Forward-Looking Statements: Except for statements of historical fact, this news release contains certain “forward-looking statements” as defined by the Private Securities Litigation Reform Act of 1995, including, without limitation expectations, beliefs, plans and objectives regarding the development, use and marketability of products. Such forward-looking statements are based on present circumstances and on TAUG’s predictions with respect to events that have not occurred, that may not occur, or that may occur with different consequences and timing than those now assumed or anticipated.
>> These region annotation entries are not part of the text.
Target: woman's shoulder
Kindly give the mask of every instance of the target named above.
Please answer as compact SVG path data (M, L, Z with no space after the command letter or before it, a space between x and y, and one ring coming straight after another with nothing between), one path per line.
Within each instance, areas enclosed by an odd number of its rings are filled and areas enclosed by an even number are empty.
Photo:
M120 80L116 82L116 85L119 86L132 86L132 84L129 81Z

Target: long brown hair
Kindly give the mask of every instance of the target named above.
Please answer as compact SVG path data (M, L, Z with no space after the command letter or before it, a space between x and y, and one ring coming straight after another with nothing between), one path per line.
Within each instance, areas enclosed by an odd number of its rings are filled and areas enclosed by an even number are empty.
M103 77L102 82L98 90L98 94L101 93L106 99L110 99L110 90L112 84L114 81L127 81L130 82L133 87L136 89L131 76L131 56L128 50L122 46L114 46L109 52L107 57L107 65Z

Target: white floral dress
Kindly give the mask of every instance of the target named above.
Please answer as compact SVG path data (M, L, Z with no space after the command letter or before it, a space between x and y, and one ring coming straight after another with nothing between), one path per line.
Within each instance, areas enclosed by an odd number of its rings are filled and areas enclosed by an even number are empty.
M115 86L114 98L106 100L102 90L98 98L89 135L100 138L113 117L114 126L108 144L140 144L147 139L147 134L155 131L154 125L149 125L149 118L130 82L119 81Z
Such forward-looking statements involve known and unknown risks, uncertainties and other factors, and are not guarantees of future performance or results and involve risks and uncertainties that could cause actual events or results to differ materially from the events or results expressed or implied by such forward-looking statements. Such factors include general economic and business conditions, the ability to successfully develop and market products, consumer and business consumption habits, the ability to fund operations and other factors over which TAUG has little or no control. Such forward-looking statements are made only as of the date of this release, and TAUG assumes no obligation to update forward-looking statements to reflect subsequent events or circumstances. Readers should not place undue reliance on these forward-looking statements. Risks, uncertainties and other factors are discussed in documents filed from time to time by TAUG with the Securities and Exchange Commission. This press release does not and shall not constitute an offer to sell or the solicitation of any offer to buy any of the securities, nor shall there be any sale of the securities, in any state or jurisdiction in which such offer, solicitation or sale would be unlawful prior to registration or qualification under the securities laws of any such state. The securities have not been registered under the Securities Act of 1933, as amended (the “Securities Act”) or any state securities laws, and may not be offered or sold in the United States absent registration, or an applicable exemption from registration, under the Securities Act and applicable state securities laws.